Wall Street Journal Thinks Maybe John Mogan Didn’t Rob That Bank After All

Oh, dear God.

It’s difficult to know exactly where to begin when picking apart “The Jim Carry Cover-Up“, an opinion piece published late Thursday in the Wall Street Journal.

The thrust of the piece – which I encourage you to read for yourself – is that Jeff Sessions probably wasn’t colluding with the Russians in an attempt to do the Trump campaign a solid when he met with Russian ambassador Sergei Kislyak last September.

Why was that meeting likely not (more) damning evidence of interference by Moscow in the US election? Well because, to quote the Journal, “surely [Sessions] knew someone would discover a meeting in his Senate office, which isn’t exactly a drop-site in the Virginia suburbs, and the meeting in Cleveland had multiple witnesses.”

So basically, Sessions would have had to be an idiot to think no one would go back and point to those meetings as possible evidence of collusion.

The Journal goes on to note that “like former National Security Adviser Michael Flynn not telling Vice President Mike Pence about his meeting with the ambassador, this is a case of dumb and dumber.”

Right. But just because these two halfwits are f*cking stupid, doesn’t mean we should assume that they didn’t do anything shady. Especially when the balance of evidence clearly suggests they did.

What evidence, you ask? Well, the fact that both Flynn and Sessions lied about their contact with the Russians, for one thing.

To be fair, the Journal acknowledges this and indeed that’s the whole point of the article, but when you read the piece it kind of feels like maybe the author is trying to pull a “me or your lyin’ eyes” on readers.
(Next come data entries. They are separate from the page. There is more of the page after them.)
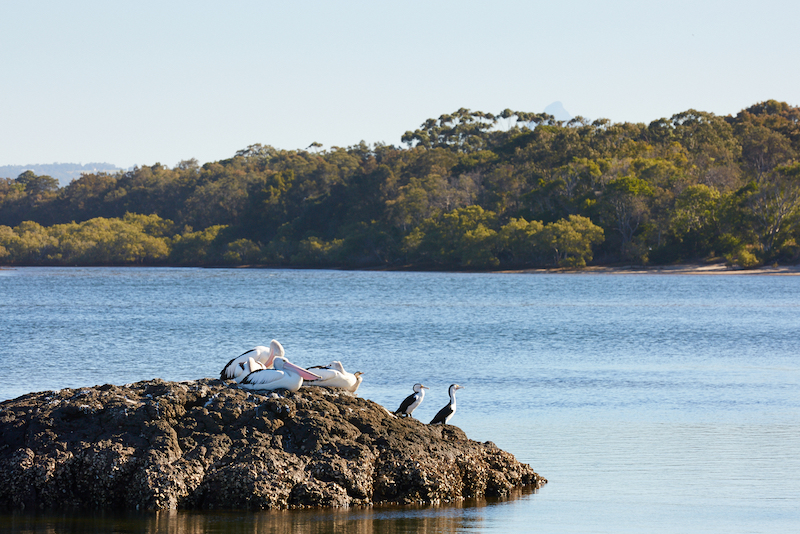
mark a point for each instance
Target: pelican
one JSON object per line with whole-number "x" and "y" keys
{"x": 334, "y": 376}
{"x": 263, "y": 355}
{"x": 250, "y": 366}
{"x": 410, "y": 403}
{"x": 447, "y": 412}
{"x": 285, "y": 375}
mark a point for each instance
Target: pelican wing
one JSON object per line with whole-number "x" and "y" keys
{"x": 234, "y": 367}
{"x": 263, "y": 377}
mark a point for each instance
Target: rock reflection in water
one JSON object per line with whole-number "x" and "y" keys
{"x": 468, "y": 515}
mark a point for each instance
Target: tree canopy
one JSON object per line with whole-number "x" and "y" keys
{"x": 469, "y": 190}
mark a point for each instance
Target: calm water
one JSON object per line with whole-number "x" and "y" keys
{"x": 652, "y": 403}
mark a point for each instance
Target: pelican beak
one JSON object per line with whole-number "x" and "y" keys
{"x": 307, "y": 375}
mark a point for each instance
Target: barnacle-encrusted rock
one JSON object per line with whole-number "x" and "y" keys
{"x": 159, "y": 445}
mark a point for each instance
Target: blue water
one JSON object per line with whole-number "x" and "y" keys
{"x": 652, "y": 403}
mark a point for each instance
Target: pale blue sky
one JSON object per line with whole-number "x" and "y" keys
{"x": 161, "y": 81}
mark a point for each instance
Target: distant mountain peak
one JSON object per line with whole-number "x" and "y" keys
{"x": 556, "y": 109}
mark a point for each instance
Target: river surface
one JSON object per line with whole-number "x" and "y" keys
{"x": 651, "y": 403}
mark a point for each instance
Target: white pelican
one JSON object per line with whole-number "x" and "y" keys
{"x": 250, "y": 366}
{"x": 285, "y": 375}
{"x": 334, "y": 376}
{"x": 264, "y": 355}
{"x": 410, "y": 403}
{"x": 447, "y": 412}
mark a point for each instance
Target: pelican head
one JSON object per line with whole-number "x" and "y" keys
{"x": 248, "y": 367}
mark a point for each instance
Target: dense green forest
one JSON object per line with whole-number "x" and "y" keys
{"x": 469, "y": 190}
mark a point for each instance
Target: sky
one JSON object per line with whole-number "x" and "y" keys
{"x": 145, "y": 82}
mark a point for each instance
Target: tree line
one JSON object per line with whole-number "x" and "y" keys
{"x": 468, "y": 190}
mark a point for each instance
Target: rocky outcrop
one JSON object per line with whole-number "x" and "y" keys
{"x": 205, "y": 444}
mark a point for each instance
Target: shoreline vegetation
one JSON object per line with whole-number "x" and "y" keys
{"x": 469, "y": 191}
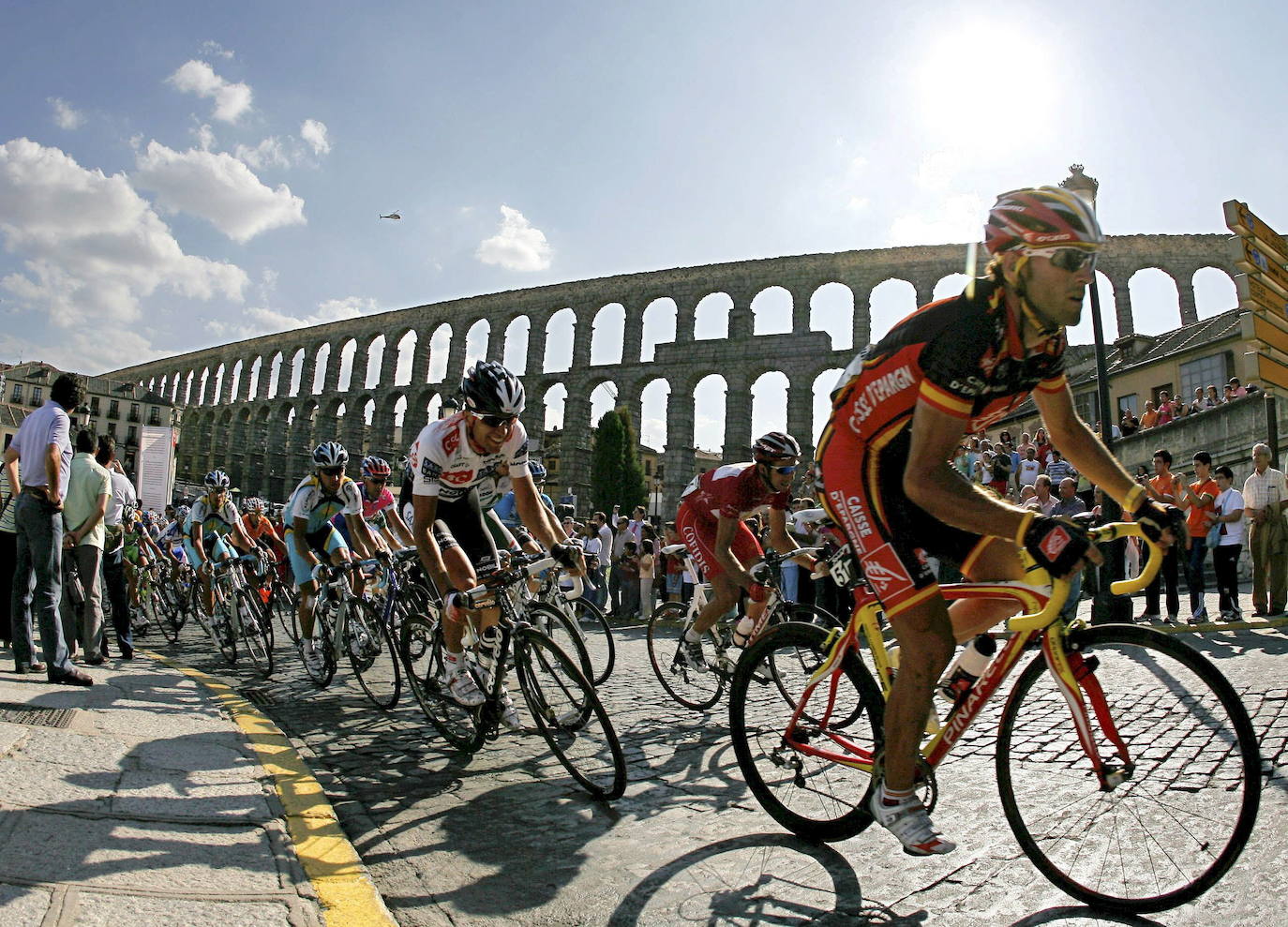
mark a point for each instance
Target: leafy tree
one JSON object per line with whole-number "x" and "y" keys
{"x": 616, "y": 474}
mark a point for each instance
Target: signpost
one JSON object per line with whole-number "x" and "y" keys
{"x": 1263, "y": 255}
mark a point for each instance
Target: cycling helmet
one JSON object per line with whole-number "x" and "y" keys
{"x": 375, "y": 466}
{"x": 775, "y": 445}
{"x": 491, "y": 389}
{"x": 330, "y": 454}
{"x": 1041, "y": 217}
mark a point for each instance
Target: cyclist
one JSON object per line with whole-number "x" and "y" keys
{"x": 710, "y": 521}
{"x": 212, "y": 519}
{"x": 457, "y": 461}
{"x": 379, "y": 507}
{"x": 954, "y": 367}
{"x": 310, "y": 536}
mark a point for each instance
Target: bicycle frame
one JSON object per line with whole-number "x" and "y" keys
{"x": 1040, "y": 620}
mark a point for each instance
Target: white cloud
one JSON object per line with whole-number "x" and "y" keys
{"x": 314, "y": 133}
{"x": 265, "y": 320}
{"x": 217, "y": 188}
{"x": 197, "y": 78}
{"x": 65, "y": 116}
{"x": 213, "y": 49}
{"x": 517, "y": 247}
{"x": 92, "y": 250}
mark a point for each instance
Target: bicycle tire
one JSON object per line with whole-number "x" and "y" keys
{"x": 372, "y": 655}
{"x": 1197, "y": 776}
{"x": 692, "y": 689}
{"x": 563, "y": 630}
{"x": 592, "y": 617}
{"x": 257, "y": 641}
{"x": 421, "y": 649}
{"x": 569, "y": 715}
{"x": 323, "y": 638}
{"x": 813, "y": 797}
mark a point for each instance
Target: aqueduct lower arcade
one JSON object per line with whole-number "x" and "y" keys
{"x": 257, "y": 407}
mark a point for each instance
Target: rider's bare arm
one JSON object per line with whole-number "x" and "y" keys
{"x": 932, "y": 483}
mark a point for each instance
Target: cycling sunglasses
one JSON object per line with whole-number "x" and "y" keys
{"x": 1067, "y": 259}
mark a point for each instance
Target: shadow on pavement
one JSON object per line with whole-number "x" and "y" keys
{"x": 755, "y": 879}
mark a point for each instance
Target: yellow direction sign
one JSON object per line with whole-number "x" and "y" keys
{"x": 1256, "y": 295}
{"x": 1240, "y": 220}
{"x": 1250, "y": 258}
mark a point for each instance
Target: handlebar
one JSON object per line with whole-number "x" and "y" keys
{"x": 1115, "y": 531}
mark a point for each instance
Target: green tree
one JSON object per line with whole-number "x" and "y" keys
{"x": 616, "y": 474}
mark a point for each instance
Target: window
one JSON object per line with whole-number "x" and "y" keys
{"x": 1209, "y": 371}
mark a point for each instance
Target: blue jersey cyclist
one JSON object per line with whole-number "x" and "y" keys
{"x": 212, "y": 524}
{"x": 455, "y": 460}
{"x": 310, "y": 536}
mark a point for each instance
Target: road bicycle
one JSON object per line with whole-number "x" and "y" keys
{"x": 1127, "y": 768}
{"x": 670, "y": 620}
{"x": 555, "y": 686}
{"x": 237, "y": 614}
{"x": 343, "y": 623}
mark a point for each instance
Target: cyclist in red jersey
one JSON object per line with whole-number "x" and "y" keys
{"x": 951, "y": 368}
{"x": 710, "y": 524}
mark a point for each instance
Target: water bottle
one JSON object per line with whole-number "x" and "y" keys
{"x": 967, "y": 667}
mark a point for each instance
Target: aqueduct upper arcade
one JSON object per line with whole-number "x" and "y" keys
{"x": 257, "y": 407}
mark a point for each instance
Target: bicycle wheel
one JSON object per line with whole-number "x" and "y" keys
{"x": 257, "y": 631}
{"x": 569, "y": 715}
{"x": 323, "y": 635}
{"x": 691, "y": 688}
{"x": 562, "y": 630}
{"x": 421, "y": 649}
{"x": 598, "y": 636}
{"x": 1185, "y": 807}
{"x": 813, "y": 797}
{"x": 372, "y": 655}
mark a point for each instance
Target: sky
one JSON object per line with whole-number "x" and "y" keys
{"x": 181, "y": 175}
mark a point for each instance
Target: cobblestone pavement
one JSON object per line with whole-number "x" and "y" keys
{"x": 506, "y": 837}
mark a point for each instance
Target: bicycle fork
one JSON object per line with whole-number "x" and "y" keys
{"x": 1075, "y": 675}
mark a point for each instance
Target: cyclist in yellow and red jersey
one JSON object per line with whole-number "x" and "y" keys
{"x": 954, "y": 367}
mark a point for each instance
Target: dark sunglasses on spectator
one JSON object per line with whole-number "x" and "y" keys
{"x": 1068, "y": 259}
{"x": 496, "y": 421}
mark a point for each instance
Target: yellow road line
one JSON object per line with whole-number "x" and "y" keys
{"x": 329, "y": 859}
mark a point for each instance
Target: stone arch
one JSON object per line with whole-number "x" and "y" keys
{"x": 658, "y": 323}
{"x": 831, "y": 309}
{"x": 709, "y": 412}
{"x": 440, "y": 348}
{"x": 406, "y": 358}
{"x": 771, "y": 310}
{"x": 1156, "y": 300}
{"x": 711, "y": 317}
{"x": 891, "y": 300}
{"x": 561, "y": 333}
{"x": 1213, "y": 292}
{"x": 607, "y": 334}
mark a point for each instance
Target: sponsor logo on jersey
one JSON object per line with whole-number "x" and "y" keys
{"x": 885, "y": 572}
{"x": 884, "y": 386}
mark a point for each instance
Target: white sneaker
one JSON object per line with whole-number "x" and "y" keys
{"x": 909, "y": 822}
{"x": 464, "y": 689}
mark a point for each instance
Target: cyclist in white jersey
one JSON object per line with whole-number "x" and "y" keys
{"x": 310, "y": 536}
{"x": 457, "y": 461}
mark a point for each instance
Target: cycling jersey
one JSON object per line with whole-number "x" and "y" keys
{"x": 448, "y": 468}
{"x": 960, "y": 355}
{"x": 213, "y": 520}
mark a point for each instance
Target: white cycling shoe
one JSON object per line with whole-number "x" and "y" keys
{"x": 909, "y": 822}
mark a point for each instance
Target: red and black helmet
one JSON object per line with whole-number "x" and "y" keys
{"x": 1041, "y": 217}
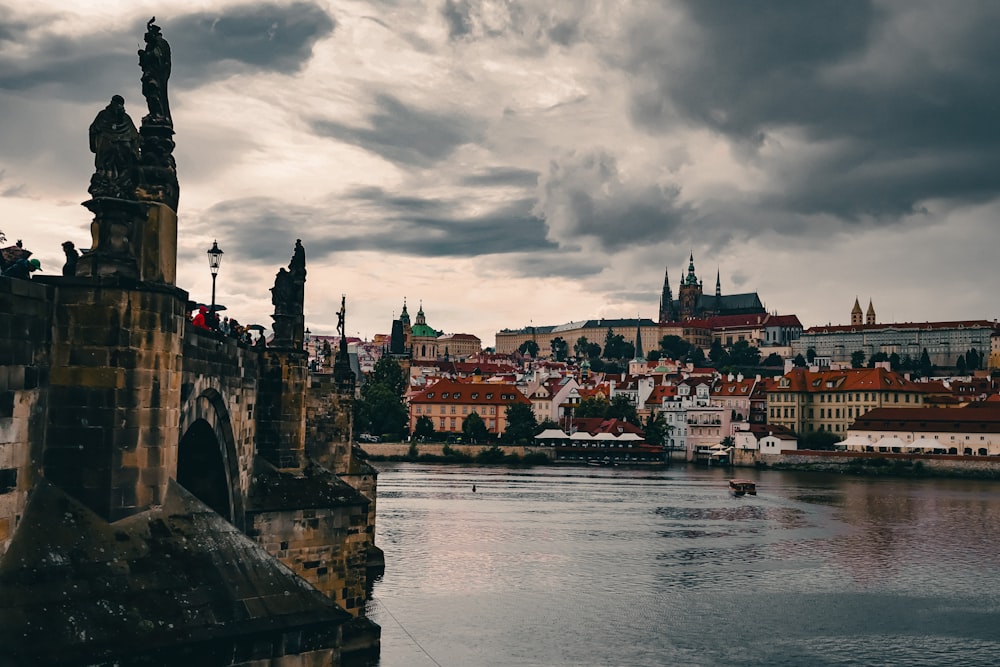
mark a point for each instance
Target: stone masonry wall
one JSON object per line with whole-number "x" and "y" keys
{"x": 115, "y": 377}
{"x": 25, "y": 333}
{"x": 329, "y": 423}
{"x": 215, "y": 363}
{"x": 328, "y": 547}
{"x": 281, "y": 407}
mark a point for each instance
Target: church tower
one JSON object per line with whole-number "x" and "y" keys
{"x": 689, "y": 293}
{"x": 404, "y": 319}
{"x": 667, "y": 313}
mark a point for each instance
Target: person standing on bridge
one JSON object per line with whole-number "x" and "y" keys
{"x": 23, "y": 268}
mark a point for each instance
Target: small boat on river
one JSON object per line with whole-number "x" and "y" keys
{"x": 742, "y": 487}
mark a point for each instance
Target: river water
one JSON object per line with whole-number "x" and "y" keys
{"x": 611, "y": 566}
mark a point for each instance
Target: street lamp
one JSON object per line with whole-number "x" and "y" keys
{"x": 214, "y": 262}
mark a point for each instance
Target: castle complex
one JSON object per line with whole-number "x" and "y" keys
{"x": 693, "y": 303}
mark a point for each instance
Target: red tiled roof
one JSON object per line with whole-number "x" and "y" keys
{"x": 595, "y": 425}
{"x": 926, "y": 326}
{"x": 470, "y": 393}
{"x": 980, "y": 420}
{"x": 660, "y": 392}
{"x": 852, "y": 379}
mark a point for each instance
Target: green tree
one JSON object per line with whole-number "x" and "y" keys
{"x": 424, "y": 428}
{"x": 818, "y": 440}
{"x": 546, "y": 424}
{"x": 386, "y": 413}
{"x": 925, "y": 365}
{"x": 675, "y": 347}
{"x": 744, "y": 354}
{"x": 474, "y": 429}
{"x": 616, "y": 347}
{"x": 718, "y": 354}
{"x": 560, "y": 348}
{"x": 773, "y": 359}
{"x": 656, "y": 428}
{"x": 877, "y": 358}
{"x": 521, "y": 423}
{"x": 381, "y": 408}
{"x": 591, "y": 407}
{"x": 389, "y": 373}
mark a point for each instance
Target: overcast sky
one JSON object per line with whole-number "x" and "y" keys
{"x": 517, "y": 162}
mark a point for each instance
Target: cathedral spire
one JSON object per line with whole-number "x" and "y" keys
{"x": 691, "y": 279}
{"x": 666, "y": 300}
{"x": 856, "y": 313}
{"x": 639, "y": 356}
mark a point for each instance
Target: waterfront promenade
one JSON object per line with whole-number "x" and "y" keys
{"x": 580, "y": 566}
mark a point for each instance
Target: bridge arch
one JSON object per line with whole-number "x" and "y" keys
{"x": 207, "y": 462}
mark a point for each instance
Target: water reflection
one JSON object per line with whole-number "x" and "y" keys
{"x": 615, "y": 567}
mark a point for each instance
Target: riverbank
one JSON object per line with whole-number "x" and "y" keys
{"x": 874, "y": 463}
{"x": 461, "y": 454}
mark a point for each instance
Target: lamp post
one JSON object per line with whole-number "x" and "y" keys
{"x": 214, "y": 262}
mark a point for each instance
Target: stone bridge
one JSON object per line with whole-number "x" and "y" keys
{"x": 169, "y": 495}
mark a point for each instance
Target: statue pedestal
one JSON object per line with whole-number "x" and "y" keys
{"x": 111, "y": 252}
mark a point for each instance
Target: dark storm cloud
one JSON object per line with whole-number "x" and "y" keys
{"x": 502, "y": 177}
{"x": 249, "y": 37}
{"x": 583, "y": 195}
{"x": 404, "y": 134}
{"x": 263, "y": 229}
{"x": 532, "y": 31}
{"x": 899, "y": 110}
{"x": 93, "y": 65}
{"x": 554, "y": 264}
{"x": 458, "y": 17}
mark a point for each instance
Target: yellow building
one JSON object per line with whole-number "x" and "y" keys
{"x": 448, "y": 402}
{"x": 806, "y": 401}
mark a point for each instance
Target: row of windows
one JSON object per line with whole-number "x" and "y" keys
{"x": 451, "y": 409}
{"x": 491, "y": 424}
{"x": 475, "y": 395}
{"x": 840, "y": 398}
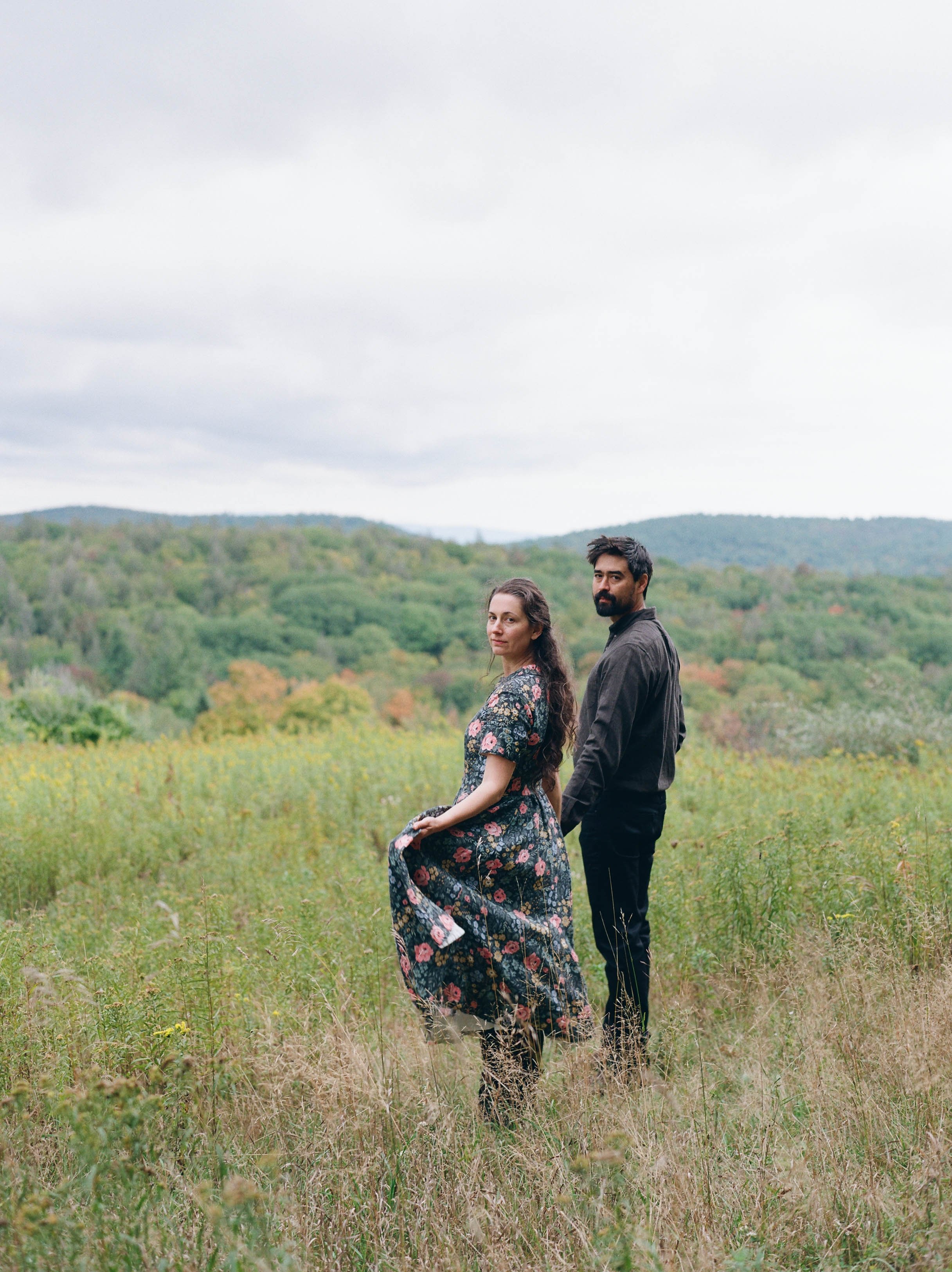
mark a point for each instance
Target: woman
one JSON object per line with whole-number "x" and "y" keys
{"x": 482, "y": 891}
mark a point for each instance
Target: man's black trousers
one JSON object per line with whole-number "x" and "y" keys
{"x": 618, "y": 850}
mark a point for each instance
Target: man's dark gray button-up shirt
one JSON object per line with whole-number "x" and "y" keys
{"x": 632, "y": 721}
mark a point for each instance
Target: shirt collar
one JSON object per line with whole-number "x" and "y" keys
{"x": 624, "y": 624}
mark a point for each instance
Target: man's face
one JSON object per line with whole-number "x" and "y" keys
{"x": 614, "y": 588}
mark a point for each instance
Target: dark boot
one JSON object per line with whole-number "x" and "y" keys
{"x": 512, "y": 1061}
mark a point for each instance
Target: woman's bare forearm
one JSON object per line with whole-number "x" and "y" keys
{"x": 495, "y": 780}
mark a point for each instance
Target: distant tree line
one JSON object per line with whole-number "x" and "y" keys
{"x": 162, "y": 611}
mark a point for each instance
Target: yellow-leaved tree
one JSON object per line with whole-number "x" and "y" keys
{"x": 256, "y": 698}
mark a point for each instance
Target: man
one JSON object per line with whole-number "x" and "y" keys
{"x": 630, "y": 727}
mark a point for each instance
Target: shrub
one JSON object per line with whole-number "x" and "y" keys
{"x": 50, "y": 706}
{"x": 316, "y": 706}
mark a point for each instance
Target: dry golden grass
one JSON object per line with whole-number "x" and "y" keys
{"x": 211, "y": 1063}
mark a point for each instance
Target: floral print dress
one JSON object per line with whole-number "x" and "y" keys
{"x": 483, "y": 912}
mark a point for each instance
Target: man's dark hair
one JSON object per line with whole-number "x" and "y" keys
{"x": 639, "y": 559}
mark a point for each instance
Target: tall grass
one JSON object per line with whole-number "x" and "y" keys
{"x": 209, "y": 1060}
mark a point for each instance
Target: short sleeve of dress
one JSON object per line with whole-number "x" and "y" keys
{"x": 508, "y": 728}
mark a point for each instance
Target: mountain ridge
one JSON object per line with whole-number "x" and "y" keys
{"x": 882, "y": 545}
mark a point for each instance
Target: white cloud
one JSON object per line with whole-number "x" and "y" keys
{"x": 535, "y": 268}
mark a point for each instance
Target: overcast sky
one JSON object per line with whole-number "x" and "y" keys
{"x": 525, "y": 266}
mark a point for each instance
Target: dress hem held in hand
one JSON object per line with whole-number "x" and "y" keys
{"x": 483, "y": 912}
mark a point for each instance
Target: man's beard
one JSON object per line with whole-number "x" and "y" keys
{"x": 606, "y": 605}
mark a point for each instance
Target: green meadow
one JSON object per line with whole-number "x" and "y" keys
{"x": 209, "y": 1063}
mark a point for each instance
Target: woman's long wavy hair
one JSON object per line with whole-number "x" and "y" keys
{"x": 557, "y": 678}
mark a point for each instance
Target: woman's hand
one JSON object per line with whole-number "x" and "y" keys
{"x": 429, "y": 826}
{"x": 495, "y": 779}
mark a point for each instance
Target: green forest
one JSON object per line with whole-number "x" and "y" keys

That is, yes, we all saw Sessions commit perjury in his confirmation hearing, but because it would be incredibly stupid for him to assume that no one was going to go back and check on things, he’s probably innocent.

Again, the piece doesn’t come out and say that, but I challenge you to come up with an interpretation that’s materially different after reading it.

So I guess my question is this: should we have assumed John E. Mogan II probably didn’t rob a bank in Ashville, Ohio on August 24, 2015?

After all, it would pretty goddamn stupid to rob a bank and then post a picture of yourself eating the money you stole on Facebook:


That’s John, and as Lt. Dale Parish of the Pickaway County Sheriff’s Office noted at the time that picture was posted to social media, “good decision-making isn’t his strong suit.”

Bad decision making is one thing, but robbing a bank and posing with the money on Facebook is entirely another and by the Journal’s logic, we should, if anything, probably interpret that picture as evidence that Mogan didn’t rob the bank.

Of course, just like new reports that Jared Kushner also met with Kislyak last year seem to suggest that the Sessions and Flynn contact was no coincidence, the fact that, just one month before the above-mentioned bank robbery took place, John Mogan had been released from prison where he served time for bank robbery certainly seems to suggest that he did indeed rob the bank.

But again, the Facebook pictures say different. Because like Sessions lying in his confirmation hearing, there’s no way John would have been that stupid had he really done it…



3 thoughts on “Wall Street Journal Thinks Maybe John Mogan Didn’t Rob That Bank After All

  1. In a race between stupid and crooked stupid usually wins by a nose. That doesn’t mean crooked didn’t run a good race.

  2. Forgive my mishit on the enter key.
    I read today that it is not unusual for Someone like Kislyak to meet with candidates. Yet he didn’t meet with Hilary. So if he was preparing for eventualities at a time no one gave Trump a chance, but didn’t meet with Hilary when everyone thought she was going to win, what eventuality was he preparing for?